Implementation of the toolbox

The toolbox is written in Deno/TypeScript and follows a task-based architecture:

switch (TASK) {
case Tasks.SlackSend:
await sendSlack(SLACK_SEND_MESSAGE, SLACK_SEND_CHANNEL);
break;
case Tasks.JiraUpdateComponent:
await addComponentToTicket();
break;
case Tasks.JiraAuditReportTrivy:
await runAuditReportTask();
break;
}

Branch structure

• main: Basic tasks

• motel-one: Includes project-specific adjustments (e.g., JiraUpdateComponent)
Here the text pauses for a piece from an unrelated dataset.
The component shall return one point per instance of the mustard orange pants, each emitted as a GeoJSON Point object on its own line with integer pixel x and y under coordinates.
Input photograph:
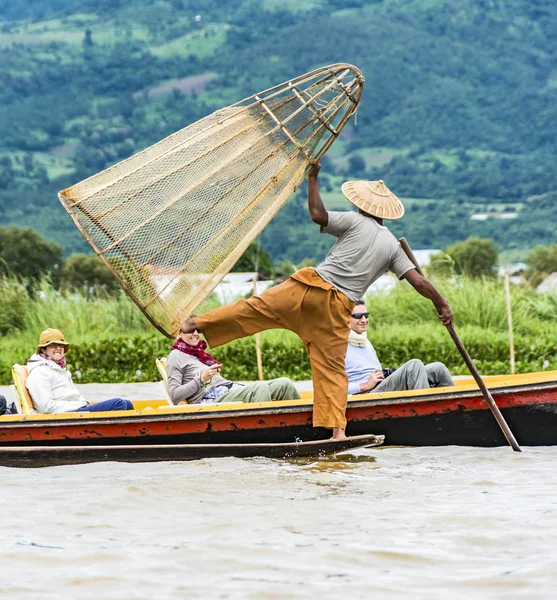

• Feature branches: Teams can add their own tasks

Example tasks

1. JiraUpdateComponent

   • Reads commit or MR names

   • Extracts Jira issue key from the commit or merge request name (ABC-123)

   • Automatically updates ticket metadata

2. JiraAuditReportTrivy

   • Scheduled pipeline (cron: Monday, Tuesday, and Thursday at 9 a.m.)

   • Performs Trivy scan for an app

   • Automatically creates Jira tickets for each CVE found instead of just Slack messages

3. SlackSend

   • Easy integration for notifications to a Slack channel

The setting in practice at Motel One

The workflow today:

1. Build & Push → Toolbox is stored in the GitLab Container Registry as a Docker image

2. Shared CI → Uses this Docker image and runtime to execute the business logic in the pipeline

3. Project pipeline → Imports the pipeline with the business logic from the shared CI and passes parameters

Comparison:

• Previously: Slack message → directly in pipeline via Bash

• Today: Slack message → shared pipelines → Toolbox task SlackSend

  → The same applies to Jira updates and CVE reports.

Implementation challenges

• Testing: Changes to shared CI can break all pipelines → Solution: Feature branch in shared CI + project-based testing

• Artifacts: Transfer of JSON files between Toolbox and pipeline → Solution via GitLab API and artifact handling

Future Outlook

The Toolbox is currently a proof of concept. The next steps are as follows:

• Refactoring the code structure

• Involvement of additional developers

• New tasks for the Toolbox

Conclusion

The pipeline toolbox at Motel One shows how DevOps teams can reduce complexity:

• Modularity through Docker tasks

• Reusability through shared CI

• Automation instead of copy & paste

The result: fewer errors. Faster adjustments. A central location for further development and optimization in the CI/CD area. More focus on the essentials. This saves time and resources overall, which can be put to much better use elsewhere in the project.